A similar sibling conflict drives the chilling ‘‘Margin of Error’’ (1994) – a pattern of kinship strife that might have moved Kress to write in the Afterword that yes, she does have a sister, but that their relationship is not ‘‘even strained,’’ let alone murderous. Nevertheless, Kress has a way with difficult, disturbing, and unhappy characters, family or not. ‘‘And Wild for to Hold’’ (1991) is uncomfortable in part because Anne Boleyn is an uncomfortable personality: entitled, arrogant, inflexible, and manipulative. But the Holy Hostage project that, in the name of peace, abducts her from her own time has its own issues with arrogance and manipulation. I find no comfortable place to settle in this situa­tion, and no appeal to Anne’s implacable drive for autonomy and agency can divert me from seeing the pathologies arising from feudal aristocracy.

My attempts at categorizing and anatomizing are now at their limits and I am reduced to the ‘‘Oh, and look at this!’’ portion of my reactions. The situation in the romance-of-astrophysics ‘‘Shiva in Shadow’’ (2004) is reminiscent of Greg Egan: interstellar explorers and their computer-simulated avatars work on solving a puzzle at the galactic center, while the expedition’s social and emotional dynamics are overseen and man­aged by the ships’ captain/facilitator.
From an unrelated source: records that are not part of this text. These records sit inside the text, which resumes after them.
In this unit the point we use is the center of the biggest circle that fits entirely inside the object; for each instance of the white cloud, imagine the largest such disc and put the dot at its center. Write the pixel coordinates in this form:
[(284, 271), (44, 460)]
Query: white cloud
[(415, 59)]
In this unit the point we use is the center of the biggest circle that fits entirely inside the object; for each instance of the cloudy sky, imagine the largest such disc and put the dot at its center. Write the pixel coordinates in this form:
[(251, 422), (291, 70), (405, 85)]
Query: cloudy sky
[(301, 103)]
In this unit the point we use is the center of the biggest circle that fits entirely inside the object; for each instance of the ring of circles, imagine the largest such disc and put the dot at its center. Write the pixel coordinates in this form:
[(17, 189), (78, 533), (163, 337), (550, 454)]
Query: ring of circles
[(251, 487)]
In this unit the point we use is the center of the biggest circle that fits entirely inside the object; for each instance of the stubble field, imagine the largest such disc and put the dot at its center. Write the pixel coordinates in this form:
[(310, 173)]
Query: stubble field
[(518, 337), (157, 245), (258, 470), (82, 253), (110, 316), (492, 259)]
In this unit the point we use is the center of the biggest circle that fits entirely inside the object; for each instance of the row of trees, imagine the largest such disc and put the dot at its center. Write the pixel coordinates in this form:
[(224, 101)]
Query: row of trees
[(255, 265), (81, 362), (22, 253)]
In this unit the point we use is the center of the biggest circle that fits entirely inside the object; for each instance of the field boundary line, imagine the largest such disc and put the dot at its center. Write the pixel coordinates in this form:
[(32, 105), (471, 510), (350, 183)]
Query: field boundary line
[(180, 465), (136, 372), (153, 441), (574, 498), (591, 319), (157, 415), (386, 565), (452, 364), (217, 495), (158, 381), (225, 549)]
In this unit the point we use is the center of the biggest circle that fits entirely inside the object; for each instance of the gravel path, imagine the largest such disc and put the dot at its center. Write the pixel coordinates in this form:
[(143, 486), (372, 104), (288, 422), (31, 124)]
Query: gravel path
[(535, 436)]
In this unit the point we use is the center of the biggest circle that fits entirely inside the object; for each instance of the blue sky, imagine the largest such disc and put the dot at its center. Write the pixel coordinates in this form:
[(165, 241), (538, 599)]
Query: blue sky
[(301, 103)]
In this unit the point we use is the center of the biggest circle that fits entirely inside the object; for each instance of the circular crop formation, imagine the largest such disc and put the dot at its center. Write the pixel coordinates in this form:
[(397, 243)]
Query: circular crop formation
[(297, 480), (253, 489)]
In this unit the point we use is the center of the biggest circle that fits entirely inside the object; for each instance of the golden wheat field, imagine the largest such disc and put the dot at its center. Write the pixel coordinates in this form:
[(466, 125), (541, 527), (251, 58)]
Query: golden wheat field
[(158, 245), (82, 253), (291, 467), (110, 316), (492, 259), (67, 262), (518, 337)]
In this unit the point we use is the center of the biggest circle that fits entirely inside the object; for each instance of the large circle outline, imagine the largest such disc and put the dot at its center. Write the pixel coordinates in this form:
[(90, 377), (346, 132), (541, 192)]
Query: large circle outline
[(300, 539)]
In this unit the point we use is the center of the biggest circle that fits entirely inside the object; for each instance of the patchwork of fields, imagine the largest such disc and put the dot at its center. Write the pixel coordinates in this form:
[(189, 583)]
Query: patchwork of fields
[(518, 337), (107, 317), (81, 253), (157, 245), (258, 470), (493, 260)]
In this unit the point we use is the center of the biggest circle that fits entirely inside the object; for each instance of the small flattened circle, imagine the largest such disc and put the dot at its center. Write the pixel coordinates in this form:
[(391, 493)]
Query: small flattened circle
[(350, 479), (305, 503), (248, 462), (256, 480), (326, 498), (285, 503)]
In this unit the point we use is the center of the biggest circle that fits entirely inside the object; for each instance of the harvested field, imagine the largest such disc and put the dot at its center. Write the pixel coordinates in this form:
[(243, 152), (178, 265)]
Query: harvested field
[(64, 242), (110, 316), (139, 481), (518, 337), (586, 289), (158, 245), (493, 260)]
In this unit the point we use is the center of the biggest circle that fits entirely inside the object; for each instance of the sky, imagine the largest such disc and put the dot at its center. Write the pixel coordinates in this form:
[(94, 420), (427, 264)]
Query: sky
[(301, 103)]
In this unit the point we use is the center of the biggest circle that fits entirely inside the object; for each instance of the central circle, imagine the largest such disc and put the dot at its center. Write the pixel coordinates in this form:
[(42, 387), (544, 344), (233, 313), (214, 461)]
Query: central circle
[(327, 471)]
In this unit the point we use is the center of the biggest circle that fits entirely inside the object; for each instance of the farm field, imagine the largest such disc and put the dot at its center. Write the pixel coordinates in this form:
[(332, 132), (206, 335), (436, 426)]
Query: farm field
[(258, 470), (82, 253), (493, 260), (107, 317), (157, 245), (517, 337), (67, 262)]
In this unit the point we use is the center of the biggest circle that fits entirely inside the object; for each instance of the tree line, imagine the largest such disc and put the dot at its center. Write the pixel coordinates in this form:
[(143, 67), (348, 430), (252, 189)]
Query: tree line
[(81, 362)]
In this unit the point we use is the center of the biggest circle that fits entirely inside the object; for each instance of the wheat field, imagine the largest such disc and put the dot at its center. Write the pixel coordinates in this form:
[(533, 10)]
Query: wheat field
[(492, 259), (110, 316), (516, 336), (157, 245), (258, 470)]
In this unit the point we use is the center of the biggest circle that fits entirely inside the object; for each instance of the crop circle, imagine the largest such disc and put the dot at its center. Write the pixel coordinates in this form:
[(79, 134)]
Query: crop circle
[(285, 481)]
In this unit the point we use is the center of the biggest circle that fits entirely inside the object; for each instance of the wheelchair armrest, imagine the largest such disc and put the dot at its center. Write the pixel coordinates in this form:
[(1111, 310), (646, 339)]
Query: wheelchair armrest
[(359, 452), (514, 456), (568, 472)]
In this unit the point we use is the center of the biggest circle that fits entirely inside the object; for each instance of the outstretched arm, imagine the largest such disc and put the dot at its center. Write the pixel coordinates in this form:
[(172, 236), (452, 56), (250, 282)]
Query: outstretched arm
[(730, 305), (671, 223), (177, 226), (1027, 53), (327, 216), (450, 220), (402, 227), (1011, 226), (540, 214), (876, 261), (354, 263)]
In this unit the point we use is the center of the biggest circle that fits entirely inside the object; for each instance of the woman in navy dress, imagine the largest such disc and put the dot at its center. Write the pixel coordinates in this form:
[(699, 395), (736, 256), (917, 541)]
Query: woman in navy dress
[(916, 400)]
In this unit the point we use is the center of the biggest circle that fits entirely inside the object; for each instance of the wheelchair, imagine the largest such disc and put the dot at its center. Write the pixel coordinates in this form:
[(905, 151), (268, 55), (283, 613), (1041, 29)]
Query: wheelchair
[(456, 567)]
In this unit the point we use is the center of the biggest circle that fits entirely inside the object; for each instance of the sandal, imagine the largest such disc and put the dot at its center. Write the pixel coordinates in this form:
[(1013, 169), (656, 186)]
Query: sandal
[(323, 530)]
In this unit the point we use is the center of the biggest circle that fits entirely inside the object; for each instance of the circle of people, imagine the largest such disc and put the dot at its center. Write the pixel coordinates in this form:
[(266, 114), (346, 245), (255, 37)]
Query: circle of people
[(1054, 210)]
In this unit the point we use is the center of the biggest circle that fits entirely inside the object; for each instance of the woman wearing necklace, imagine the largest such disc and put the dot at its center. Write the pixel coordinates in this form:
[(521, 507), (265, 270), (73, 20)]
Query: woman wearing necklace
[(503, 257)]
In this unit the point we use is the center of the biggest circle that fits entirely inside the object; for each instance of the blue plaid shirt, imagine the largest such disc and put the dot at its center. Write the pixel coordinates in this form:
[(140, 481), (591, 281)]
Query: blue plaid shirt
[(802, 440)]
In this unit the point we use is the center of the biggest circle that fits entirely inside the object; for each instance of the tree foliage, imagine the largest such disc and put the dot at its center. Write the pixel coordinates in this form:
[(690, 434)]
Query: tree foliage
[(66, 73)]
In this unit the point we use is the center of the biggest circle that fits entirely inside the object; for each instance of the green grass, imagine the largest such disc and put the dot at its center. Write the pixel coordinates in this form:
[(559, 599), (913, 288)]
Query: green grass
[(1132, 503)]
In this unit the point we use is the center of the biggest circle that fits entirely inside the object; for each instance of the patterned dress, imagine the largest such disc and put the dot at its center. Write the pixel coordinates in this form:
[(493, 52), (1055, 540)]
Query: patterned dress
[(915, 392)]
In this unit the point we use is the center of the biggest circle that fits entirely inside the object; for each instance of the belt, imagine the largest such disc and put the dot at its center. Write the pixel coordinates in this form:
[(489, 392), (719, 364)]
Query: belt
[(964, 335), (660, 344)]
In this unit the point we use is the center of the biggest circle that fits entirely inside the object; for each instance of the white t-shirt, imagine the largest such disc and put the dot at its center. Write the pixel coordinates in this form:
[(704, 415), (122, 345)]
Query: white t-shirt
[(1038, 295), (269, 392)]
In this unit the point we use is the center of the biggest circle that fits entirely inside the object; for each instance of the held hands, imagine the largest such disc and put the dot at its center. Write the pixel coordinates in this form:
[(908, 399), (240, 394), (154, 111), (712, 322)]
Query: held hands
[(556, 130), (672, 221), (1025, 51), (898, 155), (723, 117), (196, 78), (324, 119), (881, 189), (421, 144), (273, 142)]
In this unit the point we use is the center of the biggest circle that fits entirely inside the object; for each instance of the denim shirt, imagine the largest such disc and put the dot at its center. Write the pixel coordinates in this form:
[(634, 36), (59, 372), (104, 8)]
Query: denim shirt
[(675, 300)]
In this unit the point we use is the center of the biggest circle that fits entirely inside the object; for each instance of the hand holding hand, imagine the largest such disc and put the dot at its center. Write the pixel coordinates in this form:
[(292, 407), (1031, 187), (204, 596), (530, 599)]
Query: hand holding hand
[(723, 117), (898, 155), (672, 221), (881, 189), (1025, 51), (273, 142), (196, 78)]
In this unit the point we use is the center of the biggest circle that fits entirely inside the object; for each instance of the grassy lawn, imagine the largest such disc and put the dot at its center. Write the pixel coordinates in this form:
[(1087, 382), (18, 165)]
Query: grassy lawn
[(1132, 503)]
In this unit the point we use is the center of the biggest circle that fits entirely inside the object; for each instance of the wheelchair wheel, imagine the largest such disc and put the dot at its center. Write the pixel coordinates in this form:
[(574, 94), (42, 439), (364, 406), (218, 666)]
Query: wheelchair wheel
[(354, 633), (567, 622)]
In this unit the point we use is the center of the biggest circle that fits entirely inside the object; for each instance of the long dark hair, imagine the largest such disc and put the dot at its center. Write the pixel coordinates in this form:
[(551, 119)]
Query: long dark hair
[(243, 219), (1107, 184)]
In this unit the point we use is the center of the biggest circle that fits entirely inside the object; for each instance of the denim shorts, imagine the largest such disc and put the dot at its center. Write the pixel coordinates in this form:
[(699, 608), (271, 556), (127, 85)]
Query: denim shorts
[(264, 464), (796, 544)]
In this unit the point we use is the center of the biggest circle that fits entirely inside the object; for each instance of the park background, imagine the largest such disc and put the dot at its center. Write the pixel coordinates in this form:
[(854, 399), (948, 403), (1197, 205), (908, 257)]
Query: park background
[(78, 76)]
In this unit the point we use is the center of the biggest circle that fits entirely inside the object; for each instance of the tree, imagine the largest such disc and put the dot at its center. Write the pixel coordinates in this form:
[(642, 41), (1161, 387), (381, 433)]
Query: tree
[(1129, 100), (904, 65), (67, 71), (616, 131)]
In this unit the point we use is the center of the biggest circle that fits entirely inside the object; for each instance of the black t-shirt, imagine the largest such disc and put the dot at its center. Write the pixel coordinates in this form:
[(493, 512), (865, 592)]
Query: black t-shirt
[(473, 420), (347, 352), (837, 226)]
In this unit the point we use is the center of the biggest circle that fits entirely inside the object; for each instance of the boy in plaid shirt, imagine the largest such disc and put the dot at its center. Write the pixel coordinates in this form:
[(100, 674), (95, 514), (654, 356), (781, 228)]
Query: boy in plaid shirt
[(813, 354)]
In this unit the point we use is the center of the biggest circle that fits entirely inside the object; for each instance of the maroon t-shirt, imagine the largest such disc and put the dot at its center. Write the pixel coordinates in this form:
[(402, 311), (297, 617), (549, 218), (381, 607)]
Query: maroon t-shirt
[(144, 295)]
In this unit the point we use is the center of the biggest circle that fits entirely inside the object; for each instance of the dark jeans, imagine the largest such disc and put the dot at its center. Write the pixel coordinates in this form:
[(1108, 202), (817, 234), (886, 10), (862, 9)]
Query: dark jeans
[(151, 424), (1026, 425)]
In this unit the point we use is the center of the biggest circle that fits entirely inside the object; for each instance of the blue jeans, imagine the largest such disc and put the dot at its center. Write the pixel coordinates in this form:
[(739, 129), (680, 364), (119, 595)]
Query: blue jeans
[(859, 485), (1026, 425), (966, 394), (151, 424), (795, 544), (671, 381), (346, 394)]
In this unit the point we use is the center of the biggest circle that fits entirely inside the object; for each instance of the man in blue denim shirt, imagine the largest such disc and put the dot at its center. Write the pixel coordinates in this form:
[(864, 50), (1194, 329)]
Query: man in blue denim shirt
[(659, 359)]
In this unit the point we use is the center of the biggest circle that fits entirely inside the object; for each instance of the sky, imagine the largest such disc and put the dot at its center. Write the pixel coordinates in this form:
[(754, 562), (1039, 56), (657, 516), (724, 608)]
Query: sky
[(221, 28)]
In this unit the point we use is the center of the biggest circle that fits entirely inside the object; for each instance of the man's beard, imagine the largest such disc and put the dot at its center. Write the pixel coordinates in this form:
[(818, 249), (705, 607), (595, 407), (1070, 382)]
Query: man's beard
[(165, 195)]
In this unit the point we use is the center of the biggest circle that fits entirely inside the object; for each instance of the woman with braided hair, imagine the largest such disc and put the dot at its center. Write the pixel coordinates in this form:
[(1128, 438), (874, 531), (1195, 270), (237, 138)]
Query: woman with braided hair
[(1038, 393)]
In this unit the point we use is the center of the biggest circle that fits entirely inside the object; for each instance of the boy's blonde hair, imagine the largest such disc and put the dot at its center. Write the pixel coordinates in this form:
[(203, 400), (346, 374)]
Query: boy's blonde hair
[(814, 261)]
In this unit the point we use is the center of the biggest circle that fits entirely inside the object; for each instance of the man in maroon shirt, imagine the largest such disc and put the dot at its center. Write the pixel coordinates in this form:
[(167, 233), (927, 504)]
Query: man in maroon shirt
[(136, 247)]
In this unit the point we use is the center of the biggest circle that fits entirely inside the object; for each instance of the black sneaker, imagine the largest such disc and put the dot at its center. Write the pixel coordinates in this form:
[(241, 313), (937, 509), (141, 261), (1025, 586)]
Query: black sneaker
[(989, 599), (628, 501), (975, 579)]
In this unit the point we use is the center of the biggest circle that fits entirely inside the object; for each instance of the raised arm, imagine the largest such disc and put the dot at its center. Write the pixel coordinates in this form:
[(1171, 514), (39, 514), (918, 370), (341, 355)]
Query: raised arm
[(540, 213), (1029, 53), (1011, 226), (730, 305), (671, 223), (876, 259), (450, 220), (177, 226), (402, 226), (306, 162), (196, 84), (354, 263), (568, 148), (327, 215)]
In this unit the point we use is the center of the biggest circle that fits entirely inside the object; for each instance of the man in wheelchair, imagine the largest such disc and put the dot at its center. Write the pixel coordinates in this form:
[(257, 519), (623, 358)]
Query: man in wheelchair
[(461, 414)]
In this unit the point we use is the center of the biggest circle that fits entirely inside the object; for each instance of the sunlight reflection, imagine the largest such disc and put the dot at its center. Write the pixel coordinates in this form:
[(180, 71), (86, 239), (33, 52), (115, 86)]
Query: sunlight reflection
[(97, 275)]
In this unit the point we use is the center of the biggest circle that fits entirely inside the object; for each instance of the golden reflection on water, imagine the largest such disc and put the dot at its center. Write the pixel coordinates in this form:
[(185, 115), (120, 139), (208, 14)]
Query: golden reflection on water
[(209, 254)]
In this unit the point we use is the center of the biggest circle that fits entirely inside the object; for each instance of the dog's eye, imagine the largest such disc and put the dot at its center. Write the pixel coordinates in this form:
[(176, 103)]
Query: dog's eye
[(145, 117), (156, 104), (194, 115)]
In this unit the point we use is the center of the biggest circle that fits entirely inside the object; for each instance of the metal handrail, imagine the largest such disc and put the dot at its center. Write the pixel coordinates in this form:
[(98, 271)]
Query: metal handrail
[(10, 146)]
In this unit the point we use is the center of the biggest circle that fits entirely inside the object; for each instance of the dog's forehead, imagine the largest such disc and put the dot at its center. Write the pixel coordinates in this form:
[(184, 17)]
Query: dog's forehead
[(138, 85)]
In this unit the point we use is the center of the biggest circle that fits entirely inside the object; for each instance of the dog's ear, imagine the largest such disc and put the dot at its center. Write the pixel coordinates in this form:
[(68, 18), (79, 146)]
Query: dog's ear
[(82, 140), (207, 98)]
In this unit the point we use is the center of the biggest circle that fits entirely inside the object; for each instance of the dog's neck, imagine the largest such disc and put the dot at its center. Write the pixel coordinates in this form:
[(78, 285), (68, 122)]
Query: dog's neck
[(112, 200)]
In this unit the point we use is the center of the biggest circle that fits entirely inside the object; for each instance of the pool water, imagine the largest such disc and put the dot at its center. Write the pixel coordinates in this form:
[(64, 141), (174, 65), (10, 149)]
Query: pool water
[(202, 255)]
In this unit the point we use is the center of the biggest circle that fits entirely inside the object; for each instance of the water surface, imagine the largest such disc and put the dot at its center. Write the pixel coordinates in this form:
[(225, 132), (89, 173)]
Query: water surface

If ‘‘Shiva’’ is Eganesque, then the metaphysical parable of ‘‘Grant Us This Day’’ (1993) is a tad Heinleinian – think ‘‘The Unpleasant Profession of Jonathan Hoag’’. And I’m not sure exactly where the time travel of ‘‘The Price of Oranges’’ (1989) fits in – it’s just a little sentimental, but quite sweet and satisfying, somehow occupying a space between Heinlein and Jack Finney. In any case, it has one of the best short speeches in the book: ‘‘History is cheap. Everybody gets some. You can have all the history you want. It’s what you make of it that costs.’’

What strikes me about this volume – 21 stories from more than three decades of production – is how Kress’s sensibility remains intact across the range of science-fictional subtypes she employs. She remains always an observational writer who manages to get inside her characters’ skins – working stiffs or middle-class moms or heiresses or narcissistic nobles. She offers sharp observa­tions of class boundaries and of the imaginative limits that come with limited social options. And like Auden’s imagined Old Masters in ‘‘Musee des Beaux Arts,’’ no matter how exotic or excit­ing the events at the center of the canvas, Kress notices – and makes sure that we notice – how ‘‘the dogs go on with their doggy/life and the torturer’s horse/Scratches its innocent behind on a tree.’’ Next questions do that: widen the world and our peripheral vision.